Part of the price value investors pay is buying into a market before the bottom is confirmed or the cessation of selling has completed and one quality that serves any value investor well is humility.
I own 170 shares of Manulife Financial (MFC) and through this market decline I’ve watched those shares trade within a tight conservative range as many other global financials have fallen precipitously or failed. On October 1st Manulife finally had its moment in the crosshairs and began a sharp decline of over 45% during twenty-seven days as investors sent it to a new 52-week low.
As the stock declined below $25 every piece of data I had told me the company was significantly under-valued. My Situational Analysis was unchanged and no matter how hard I tried to find significant weakness in the company I came up empty. As a long-term investor I was mesmerized by the opportunity I found at my fingertips. As I watched the share price accelerating downwards I was perpetually tempted to pull the trigger on doubling my position with the cash I had available.
Yet I knew my emotions were getting the best of me…so I walked away.
How much I would be up today on that stock and the long-term gains that I’ve missed out on from that decision I don’t care to know. Likely I missed the best opportunity I will ever have to snatch up shares of Manulife at such a low valuation; $0.37 per share away from a 5% yield.
What did I buy instead? I bought a boring energy infrastructure trust, Alta Gas (ALA.UN), which pays out a 12% yield and is just 3% of the market capitalization of Manulife.
Why would I do such a thing? I blame it on discipline.
The fact is that at the time I had a 4.5% exposure to Manulife in my portfolio and doubling my exposure would have made it worth over 8%. For all of the upside that I could have enjoyed I could have as easily exposed my portfolio to a significantly higher downside. I made the choice of diversification despite knowing that Manulife remains one of my favourite stocks.
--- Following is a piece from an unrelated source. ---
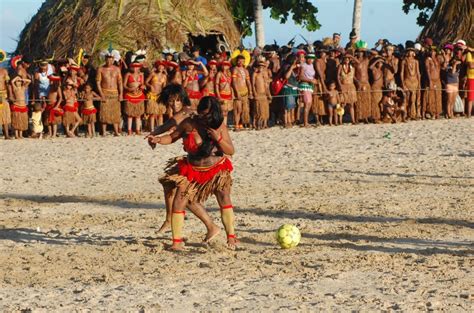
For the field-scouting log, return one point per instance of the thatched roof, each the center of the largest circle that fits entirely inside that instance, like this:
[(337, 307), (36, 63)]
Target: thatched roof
[(65, 26)]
I ignored emotions and made the disciplined decision even though I knew, from my analysis and due diligence, that Manulife was the better investment.
Did I make the right decision in hindsight? Yes.
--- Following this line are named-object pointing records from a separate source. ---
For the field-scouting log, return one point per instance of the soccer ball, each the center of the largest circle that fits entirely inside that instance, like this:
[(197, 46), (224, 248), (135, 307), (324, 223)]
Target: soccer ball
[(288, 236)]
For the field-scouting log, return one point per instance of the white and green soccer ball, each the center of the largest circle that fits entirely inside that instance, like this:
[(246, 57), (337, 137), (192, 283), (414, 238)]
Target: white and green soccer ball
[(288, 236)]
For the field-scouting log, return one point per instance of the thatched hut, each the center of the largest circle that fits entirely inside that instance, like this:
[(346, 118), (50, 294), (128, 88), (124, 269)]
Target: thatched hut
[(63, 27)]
Is that something that’s easy to swallow based on where Manulife currently trades? No.
The trouble with investing, and it can be seen in the volatility of this current market, is the impact of emotions on decisions. As an independent investor you have to concentrate your attention on mitigating risk because no one else is going to do it for you. Despite the enthusiasm for many to gamble with their capital I don’t share that attitude or interest. My goal is on long-term appreciation of a diversified portfolio and I know, ego aside, that I made the right decision.
There are always opportunities to make a big gain, but you can also lose as much or more when you’re focus is away from focusing on risk.
Confessions of a Value Investor I
You still like Manulife even if they need to access more capital?
I do Paul.
The company is still situated from a product perspective to grow significantly in all areas of their business. If I were 65 with 15,000 shares facing a 10% diultion I would be very upset. But I understand the need to re-capitalize if the market has put them in that position. It’s part of my portfolio, but as I pointed out I couldn’t rationalize exposing myself to a 8% weighting despite how cheap I felt the company was. I don’t see them issuing capital, period….but I could be wrong.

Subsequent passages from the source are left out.